Os shows só foram começar às 19h, como na noite anterior. Luísa Lacerda e Renato Frazão, dois fofos, subiram ao palco primeiro. Foi um esquenta à altura da noite principal do evento. A carismática Lívia Mendes, outra paraense, encantou todas e todos com suas madeixas cor-de-rosa e voz potente. A dobradinha Wood e Boaventura, que se apresentou depois, presenteou o público com boas referências do Clube da Esquina.

Aguardadíssimos, os irmãos Ivo Vargas e Júlia Vargas, que formam o projeto Dois
Varguinhas
, foram a penúltima atração. Júlia, considerada por Milton Nascimento, por quem é apadrinhada, um dos nomes mais promissores da música brasileira, cantou a plenos pulmões, como lhe é característico. Sua interpretação de “Canoa, canoa”, de seu grande entusiasta, foi um dos momentos mais antológicos do festival. Avacanoê.

O show de encerramento foi oferecido pela banda local Camarada Matagal, que soube manter os ânimos da galera elevadíssimos. Num dos momentos mais lisérgicos de todo o festival, a banda conseguiu a proeza de fazer o público, que insistiu em se amontoar bem perto do palco, dar as mãos e abrir uma roda. Das boas histerias coletivas da vida. Podemos dizer, por sinal, que o que o grupo faz é música folk elevada à enésima potência, em todo o seu poder de unir as pessoas umas às outras e ao ambiente ao seu redor. A noite deixou gostinho de quero (e preciso de) mais.

E teve, desde as 14h do dia seguinte. A primeira atividade do domingo foi justamente com a trupe do Camarada, que deu à galera uma oficina de luteria criativa. Quem participou se sentiu um pouquinho mais impelido a produzir, mesmo que naquele esquema de guerrilha, seus instrumentos musicais. O gaúcho Marco Gottinari, em quem se nota toda a sapiência da vida na roça, falou ao público sobre PANCs (Plantas Alimentícias Não Convencionais).

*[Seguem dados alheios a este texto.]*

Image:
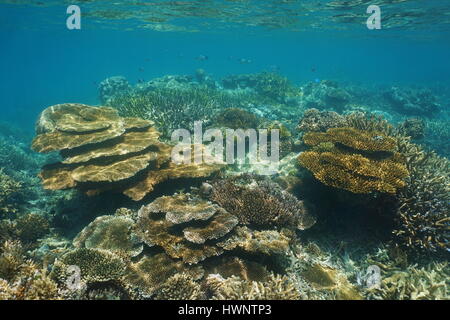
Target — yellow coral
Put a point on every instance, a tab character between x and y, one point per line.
355	160
102	151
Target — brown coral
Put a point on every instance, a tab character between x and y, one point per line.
276	287
102	151
356	160
148	274
260	202
181	241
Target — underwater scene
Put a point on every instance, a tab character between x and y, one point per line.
225	150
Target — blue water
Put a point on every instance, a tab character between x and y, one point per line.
42	63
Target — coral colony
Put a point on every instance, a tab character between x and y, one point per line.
204	226
239	179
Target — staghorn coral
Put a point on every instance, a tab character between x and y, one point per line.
260	202
146	276
268	242
276	287
169	108
8	189
423	220
12	259
325	278
236	118
361	140
412	127
356	160
416	283
179	240
314	120
105	152
95	265
111	87
21	278
113	233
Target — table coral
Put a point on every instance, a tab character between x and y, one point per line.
8	188
260	202
184	241
104	152
356	160
113	233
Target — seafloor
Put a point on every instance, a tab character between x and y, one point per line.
359	207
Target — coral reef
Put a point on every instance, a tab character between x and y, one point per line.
233	288
30	227
236	118
424	204
170	108
113	233
179	240
314	120
103	151
412	127
179	287
325	95
8	189
21	278
257	201
95	265
145	277
356	160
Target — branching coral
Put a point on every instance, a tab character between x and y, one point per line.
169	108
8	188
31	227
423	220
355	160
147	275
103	151
236	118
113	233
95	265
233	288
181	241
314	120
179	287
20	278
260	202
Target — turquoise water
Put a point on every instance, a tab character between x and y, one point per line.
43	63
352	192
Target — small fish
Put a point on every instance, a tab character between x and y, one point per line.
202	58
377	138
245	61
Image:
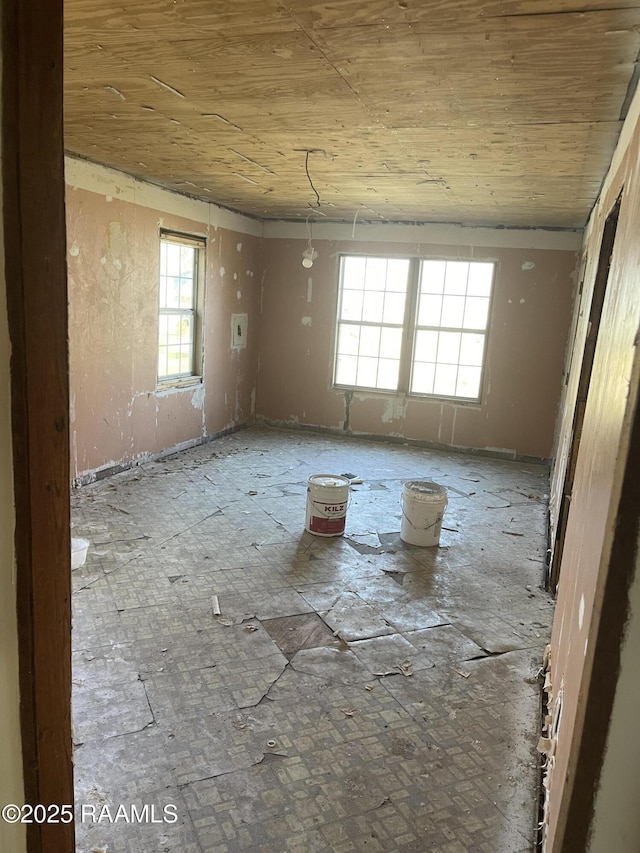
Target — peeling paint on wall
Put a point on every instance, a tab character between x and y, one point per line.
197	398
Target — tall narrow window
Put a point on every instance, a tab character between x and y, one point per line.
178	326
451	325
371	314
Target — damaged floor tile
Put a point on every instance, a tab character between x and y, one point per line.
353	694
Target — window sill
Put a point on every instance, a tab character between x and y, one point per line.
185	382
410	395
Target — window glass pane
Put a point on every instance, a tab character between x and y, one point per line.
432	276
346	368
348	340
393	308
173	293
177	299
186	293
480	277
162	361
472	350
390	343
162	331
476	313
468	384
430	311
388	370
449	347
373	306
370	340
449	363
423	377
185	358
367	372
187	257
173	259
173	328
397	275
455	282
173	359
351	305
186	335
376	274
163	291
426	346
445	381
452	311
353	273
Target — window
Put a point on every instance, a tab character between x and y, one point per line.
416	325
178	326
373	293
450	329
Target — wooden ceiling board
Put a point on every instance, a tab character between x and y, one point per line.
496	112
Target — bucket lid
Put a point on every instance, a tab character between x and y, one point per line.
328	480
425	489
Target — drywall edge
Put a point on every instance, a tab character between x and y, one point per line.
112	184
12	836
617	819
82	174
434	233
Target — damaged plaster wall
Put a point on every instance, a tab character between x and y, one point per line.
617	818
586	564
118	415
527	336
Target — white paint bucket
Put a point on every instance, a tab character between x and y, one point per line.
327	500
423	505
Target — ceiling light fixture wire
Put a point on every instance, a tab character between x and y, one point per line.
306	168
353	230
309	254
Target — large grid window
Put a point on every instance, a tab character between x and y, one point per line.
178	320
412	325
371	314
450	330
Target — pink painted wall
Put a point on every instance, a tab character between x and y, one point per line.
530	317
118	415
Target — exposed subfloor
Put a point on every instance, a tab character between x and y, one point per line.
355	694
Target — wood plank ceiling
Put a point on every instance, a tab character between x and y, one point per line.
496	112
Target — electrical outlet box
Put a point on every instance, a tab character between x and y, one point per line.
239	323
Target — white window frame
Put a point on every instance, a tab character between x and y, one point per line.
194	374
411	330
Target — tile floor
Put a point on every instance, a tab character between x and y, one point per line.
355	693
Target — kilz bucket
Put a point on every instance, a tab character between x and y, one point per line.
327	500
423	505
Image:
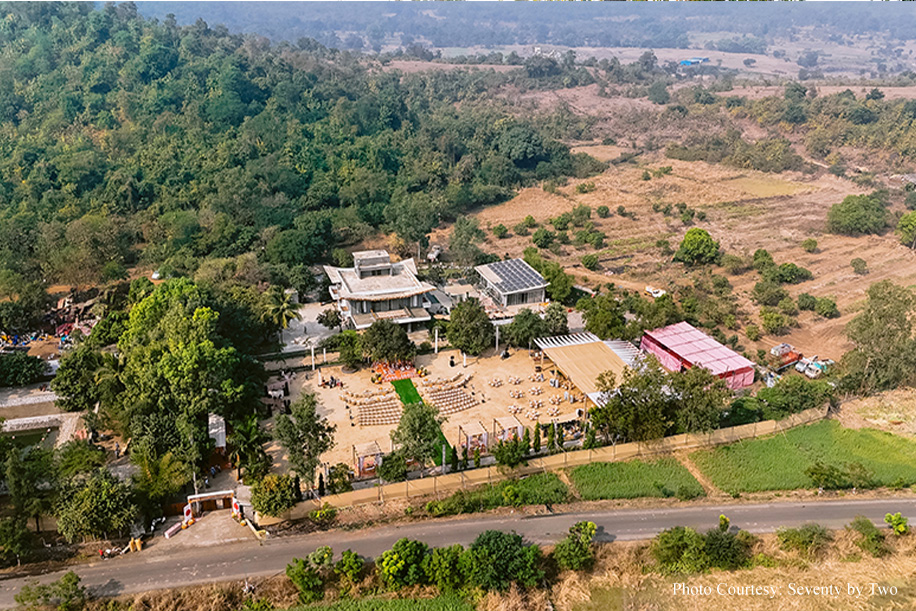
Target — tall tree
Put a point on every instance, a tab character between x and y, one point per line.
305	436
417	433
470	329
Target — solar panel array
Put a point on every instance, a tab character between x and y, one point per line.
516	275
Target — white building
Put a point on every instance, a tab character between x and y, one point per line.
375	288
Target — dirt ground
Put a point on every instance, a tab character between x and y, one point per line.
493	401
746	210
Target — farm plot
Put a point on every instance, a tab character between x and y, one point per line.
636	478
779	462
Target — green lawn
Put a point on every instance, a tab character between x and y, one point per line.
408	394
440	603
538	489
407	391
635	478
779	462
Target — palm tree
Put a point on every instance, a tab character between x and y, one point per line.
247	440
277	307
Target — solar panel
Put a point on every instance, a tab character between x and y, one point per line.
516	275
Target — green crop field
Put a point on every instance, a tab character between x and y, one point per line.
779	462
407	391
440	603
635	478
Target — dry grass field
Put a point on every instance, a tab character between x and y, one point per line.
746	210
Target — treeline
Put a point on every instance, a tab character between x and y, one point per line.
128	140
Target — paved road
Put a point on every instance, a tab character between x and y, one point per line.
148	571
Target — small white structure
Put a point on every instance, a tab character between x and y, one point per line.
376	288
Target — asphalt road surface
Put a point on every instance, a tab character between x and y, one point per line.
150	571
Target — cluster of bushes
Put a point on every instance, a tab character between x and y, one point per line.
493	562
684	550
687	214
20	369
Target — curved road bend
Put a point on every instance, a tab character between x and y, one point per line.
193	566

Rafael Bessa, de Nova Friburgo, abriu a leva de shows do terceiro e último dia do Serra. Mais um adepto do formato voz e violão (e ele não precisou de mais do que isso pra mandar muito, muito bem). Tainá Garmendia veio em seguida: riffs de guitarra unindo-se a letras provocativas. Janderson Ribeiro e Rodrigo Garcia levaram a viola caipira pro festival, mostrando que a roça é folk, sim, senhor.

Jhasmyna e Lucas Fidelis se apresentaram em seguida. O show da dupla contou com várias participações, mas a principal foi a de Gottinari, que chegou ao palco da única forma possível para um ermitão: escalando a lateral oposta à da escada.

A dupla Agatha e Gui Fleming começou o show trocando os próprios nomes: Agatha era Gui, Gui era Agatha. Subverter e provocar, aliás, é o que eles fazem como poucos. Quem encerrou o festival foi André Prando, músico capixaba muito proeminente na cena folk nacional.